Cependant, selon Me Estelle Tremblay, qui représentait les médecins spécialistes dans le cadre de cette poursuite civile, cette décision a eu un impact majeur sur les méthodes d’enquête de la Régie. Elle mentionne que depuis ce jugement, la Régie a abandonné l’idée de poursuivre des médecins au criminel, privilégiant plutôt la voie du recours civil pour régler les cas problématiques en matière de facturation.
LA PRESCRIPTION
Y a-t-il une date au-delà de laquelle la Régie ne peut revenir en arrière ? L’article 22.2 de la Loi sur l’assurance maladie prévoit que pour des services non fournis ou fournis non conformément à l’entente, toute créance de la Régie est prescrite après trois ans et qu’elle ne dispose d’aucun autre recours pour récupérer ces sommes.
CONCLUSION
En matière de facturation, le principe est qu’un médecin a le droit d’être payé pour les actes médicalement requis. Toutefois, comme nous l’avons démontré, il est essentiel de bien documenter les dossiers médicaux de vos patients pour vous prémunir d’une éventuelle enquête de votre facturation.

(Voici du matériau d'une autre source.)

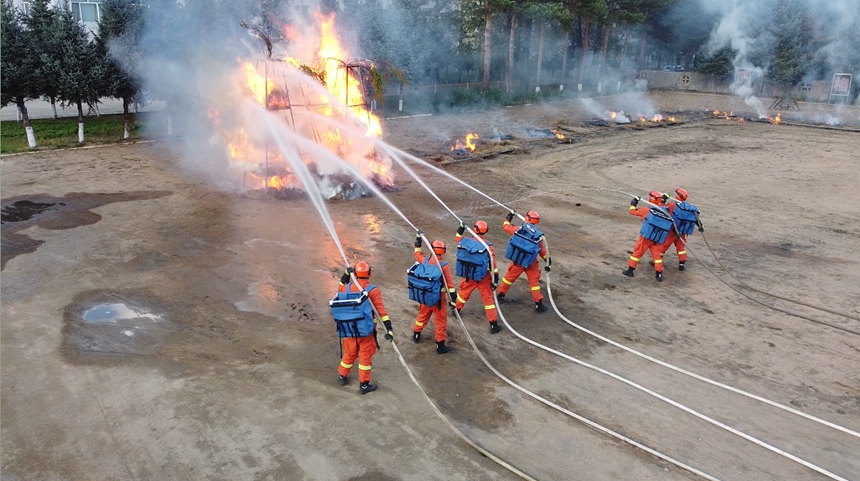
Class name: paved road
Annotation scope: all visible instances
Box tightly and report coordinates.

De plus, ce n’est pas parce que vous recevez paiement de la Régie que celle-ci est nécessairement d’accord avec votre facturation. Compte tenu du fait que la Régie peut rétroagir pendant une période de 36 mois, vous ne devriez pas tenir pour acquis que votre facturation est conforme et acceptable par la Régie parce que celle- ci vous paie depuis un certain temps. Sachez cependant qu’il est possible de vous adresser à la Régie pour obtenir le profil de votre facturation. Vous pouvez même en faire la demande chaque année. En consultant le nombre et le genre d’examens pour lesquels vous avez facturé, il se peut que vous y détectiez des anomalies. En tout état de cause, n’hésitez pas à consulter votre conseiller juridique pour répondre à vos questions.